Bu rekor başka rekor!

YENİ yılın ilk günündeyiz.

Dün gece ádet yerini bulsun diye eğlendik. İyi de... Gerçekten mutlu muyduk acaba?

Bütün işaretler, daha sıkıntılı bir yıla girdiğimizi gösteriyor. Böyle bir ortamda mutlu olabilir mi insan?

Ekonomik krizin giderek daha da sıkıntı yarattığı görülüyor.

Kapanan işyerlerinin, işsiz kalan insanların yanı sıra, intihar olaylarına da tanık oluyoruz. Bu dramatik tablo, krizin ülkemizi nereye sürüklediğini açıkça gösteriyor.

Başbakan’ın, bir doktor edasıyla, krize yönelik söylediği sözler isabetli değil! Türkiye’de yaşanan ekonomik yıkımın psikolojik olduğu iddiası, insanları avutmaktan başka bir anlam taşımıyor!

Başbakan daha önce "Hamdolsun bize uğramayacak" diyordu. Bir süre sonra "Kriz teğet geçecek" tesellisini ortaya attı. Daha sonra da moral vermek için doktorluk yapma çabasına girdi, "Aslında reel kriz yok, psikolojik bir kriz var" görüşünü ortaya attı.

Yani olmayan bir krizi var zannediyor, hayal görüyormuşuz(!).

İşten atılmalar, indirilen kepenkler, cepte kalmayan paralar, mutfakta kaynamayan tencereler hep psikolojik mi sizce?

* * *

Türkiye’de kriz iyi yönetilemedi ne yazık ki... Ateş bacayı sardıktan sonra alınacak önlemlerin de fazla bir faydası olmayacak.

Yeni yıla yeni vergilerle, yeni zamlarla girdik.
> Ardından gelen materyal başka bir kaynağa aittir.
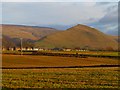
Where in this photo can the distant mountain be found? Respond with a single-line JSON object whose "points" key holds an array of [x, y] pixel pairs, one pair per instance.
{"points": [[26, 32], [79, 36]]}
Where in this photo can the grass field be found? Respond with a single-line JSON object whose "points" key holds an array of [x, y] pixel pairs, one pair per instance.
{"points": [[48, 61], [61, 78]]}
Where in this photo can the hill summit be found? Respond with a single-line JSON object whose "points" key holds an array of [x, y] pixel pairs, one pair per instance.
{"points": [[81, 36]]}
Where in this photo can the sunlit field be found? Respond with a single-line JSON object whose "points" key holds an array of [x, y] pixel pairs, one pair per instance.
{"points": [[50, 61], [88, 77], [61, 78]]}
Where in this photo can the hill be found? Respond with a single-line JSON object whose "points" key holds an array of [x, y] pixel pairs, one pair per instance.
{"points": [[26, 32], [79, 36]]}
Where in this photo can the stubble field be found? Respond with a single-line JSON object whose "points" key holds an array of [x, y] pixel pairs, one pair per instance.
{"points": [[102, 77]]}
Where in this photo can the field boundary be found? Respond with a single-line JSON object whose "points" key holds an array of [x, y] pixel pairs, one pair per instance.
{"points": [[95, 66]]}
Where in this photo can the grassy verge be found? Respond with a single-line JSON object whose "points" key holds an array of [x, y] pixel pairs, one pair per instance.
{"points": [[61, 78]]}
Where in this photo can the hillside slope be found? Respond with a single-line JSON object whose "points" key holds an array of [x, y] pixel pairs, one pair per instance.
{"points": [[79, 36], [26, 32]]}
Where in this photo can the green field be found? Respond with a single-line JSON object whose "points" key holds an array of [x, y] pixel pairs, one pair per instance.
{"points": [[61, 78]]}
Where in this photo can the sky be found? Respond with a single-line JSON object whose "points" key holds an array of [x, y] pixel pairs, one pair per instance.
{"points": [[62, 14]]}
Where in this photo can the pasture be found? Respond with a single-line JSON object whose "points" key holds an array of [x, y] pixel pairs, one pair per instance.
{"points": [[61, 78], [102, 77], [53, 61]]}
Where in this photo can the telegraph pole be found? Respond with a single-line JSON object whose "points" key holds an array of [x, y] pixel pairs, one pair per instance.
{"points": [[21, 45]]}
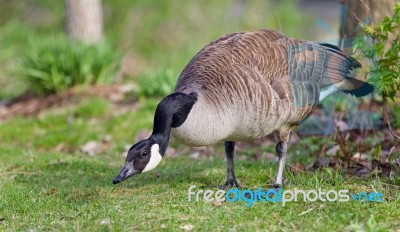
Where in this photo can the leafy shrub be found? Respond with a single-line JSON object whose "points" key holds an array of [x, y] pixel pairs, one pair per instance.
{"points": [[156, 84], [381, 44], [54, 64]]}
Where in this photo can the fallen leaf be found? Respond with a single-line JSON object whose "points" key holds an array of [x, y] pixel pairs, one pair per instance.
{"points": [[187, 227], [91, 148], [106, 221], [333, 150], [217, 203]]}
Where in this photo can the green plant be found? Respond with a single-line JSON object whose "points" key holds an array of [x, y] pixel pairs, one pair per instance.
{"points": [[156, 84], [381, 44], [56, 63]]}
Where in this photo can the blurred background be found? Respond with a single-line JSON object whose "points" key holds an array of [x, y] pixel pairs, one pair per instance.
{"points": [[79, 84], [116, 59], [143, 37]]}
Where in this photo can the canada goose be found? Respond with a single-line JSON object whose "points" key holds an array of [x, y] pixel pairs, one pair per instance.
{"points": [[242, 87]]}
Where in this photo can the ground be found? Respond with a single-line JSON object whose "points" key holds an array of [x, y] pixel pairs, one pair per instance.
{"points": [[48, 183]]}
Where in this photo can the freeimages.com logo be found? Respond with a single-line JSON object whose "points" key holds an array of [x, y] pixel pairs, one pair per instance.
{"points": [[249, 197]]}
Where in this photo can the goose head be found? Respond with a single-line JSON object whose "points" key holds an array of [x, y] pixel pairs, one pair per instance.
{"points": [[142, 157], [145, 155]]}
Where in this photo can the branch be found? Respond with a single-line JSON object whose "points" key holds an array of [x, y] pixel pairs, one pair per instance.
{"points": [[386, 118]]}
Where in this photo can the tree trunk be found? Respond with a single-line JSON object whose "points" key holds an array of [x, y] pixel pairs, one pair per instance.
{"points": [[84, 20], [366, 11]]}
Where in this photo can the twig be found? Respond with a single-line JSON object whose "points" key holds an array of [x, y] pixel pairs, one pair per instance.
{"points": [[391, 185], [12, 173], [307, 211], [386, 118]]}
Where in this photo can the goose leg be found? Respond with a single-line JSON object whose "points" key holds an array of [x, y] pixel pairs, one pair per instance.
{"points": [[281, 149], [230, 172]]}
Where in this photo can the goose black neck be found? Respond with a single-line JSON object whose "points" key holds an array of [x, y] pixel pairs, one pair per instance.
{"points": [[172, 111]]}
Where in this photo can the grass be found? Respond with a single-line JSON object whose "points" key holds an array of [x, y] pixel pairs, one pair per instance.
{"points": [[48, 186]]}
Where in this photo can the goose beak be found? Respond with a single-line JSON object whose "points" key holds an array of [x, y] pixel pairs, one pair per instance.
{"points": [[126, 172]]}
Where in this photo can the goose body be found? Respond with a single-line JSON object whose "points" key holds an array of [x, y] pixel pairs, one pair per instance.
{"points": [[242, 87], [254, 83]]}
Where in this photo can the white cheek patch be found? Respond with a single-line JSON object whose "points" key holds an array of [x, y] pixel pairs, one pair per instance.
{"points": [[155, 158]]}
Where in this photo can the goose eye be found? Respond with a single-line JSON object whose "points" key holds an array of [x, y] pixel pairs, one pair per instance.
{"points": [[144, 153]]}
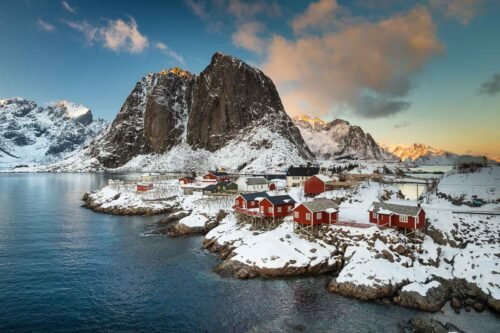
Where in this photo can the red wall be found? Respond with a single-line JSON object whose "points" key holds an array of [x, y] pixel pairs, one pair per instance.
{"points": [[393, 220], [325, 217], [314, 186], [284, 209], [240, 202]]}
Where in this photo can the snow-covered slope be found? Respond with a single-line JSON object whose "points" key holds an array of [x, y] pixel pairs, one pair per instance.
{"points": [[422, 154], [338, 139], [230, 115], [30, 133]]}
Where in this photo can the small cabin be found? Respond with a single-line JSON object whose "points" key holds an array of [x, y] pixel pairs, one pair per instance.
{"points": [[144, 187], [216, 177], [186, 180], [296, 176], [318, 211], [252, 184], [395, 215], [249, 200], [276, 206], [317, 184]]}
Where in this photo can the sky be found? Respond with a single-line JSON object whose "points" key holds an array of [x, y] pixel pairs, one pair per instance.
{"points": [[405, 71]]}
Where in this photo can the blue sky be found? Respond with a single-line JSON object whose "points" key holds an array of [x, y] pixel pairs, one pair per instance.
{"points": [[406, 71]]}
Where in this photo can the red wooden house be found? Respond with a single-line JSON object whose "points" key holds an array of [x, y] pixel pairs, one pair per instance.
{"points": [[143, 187], [317, 184], [400, 216], [186, 180], [216, 177], [316, 212], [276, 206], [249, 200]]}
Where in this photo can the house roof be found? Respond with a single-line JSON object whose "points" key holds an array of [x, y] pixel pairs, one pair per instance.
{"points": [[256, 181], [211, 187], [302, 171], [323, 178], [279, 200], [254, 195], [218, 173], [319, 205], [386, 208]]}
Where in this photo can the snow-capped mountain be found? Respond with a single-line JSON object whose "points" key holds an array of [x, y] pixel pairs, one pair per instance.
{"points": [[30, 133], [419, 153], [338, 140], [230, 115]]}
Nasreddin Hoca’nın merkebine benzemeyiz inşallah. Hani, hoca, zavallı hayvana yükü bindirdikçe bindirmiş, tasarruf olsun diye de kemerleri sıktıkça sıkmış. "Oh oh, işler ne güzel gidiyor!" derken merkep nalları dikivermiş! Nasreddin Hoca da hayıflanarak "Tüh be" demiş, "Tam alışıyordu, öldü!"

Bizimki de o hesap olmaz inşallah!

İçinde bulunduğumuz tablo maalesef, krizin iyi yönetilmediğini gösteriyor.

Yağdanlıklar, Başbakan’ın söylediği "psikolojik kriz türküsünü" alkışlarken doğruları söyleyenlere iyi gözle bakılmıyor. Birçok kuruluş, sıkıntılara çözüm bulunamadığı için ayakta kalamaz hale geldi.

* * *

Ekonomik konularda ve devlet yönetiminde büyük deneyim sahibi olan İlhan Kesici, ekonomimizin kırılganlığı nedeniyle ciddi sorunlarla karşılaşma olasılığının çok yüksek olduğunu söylüyor.

İlhan Kesici’ye göre, "Başbakan dahil kimse işin vahametinin farkında değil!"

Başbakan ile Devlet Bakanı’nın hiçbir haklı veriye dayanmadan bol bol konuştuklarını ve hata yaptıklarını belirten İlhan Kesici, ekonominin bugünkü durumunu şöyle özetliyor:

1) Rezervlerin kısa dönemdeki borç oranına göre en kötü durumdaki ülke Türkiye!

2) Cari açığın milli gelire oranı en kötü durumda olan ülke Türkiye!

3) Toplam kamu borçlarının milli gelire oranı en yüksek olan ülke Türkiye!

4) Özel sektör kredilerindeki artışın milli gelire oranı en hızlı artan ülke Türkiye!

5) 2002 yılından 2007 yılına kadar, 5 yılda devletin iç ve dış borcu 170 milyar dolardan 297 milyar dolara çıktı. Aynı dönemde özel sektörün dış borcu ise 218 milyar dolardan 436 milyar dolara yükseldi.

Sürekli olarak olumsuzluklar rekoru kıran bir ülkenin ekonomisi nasıl iyi olabilir? İyilik lafta! Lafla ise değirmen dönmüyor!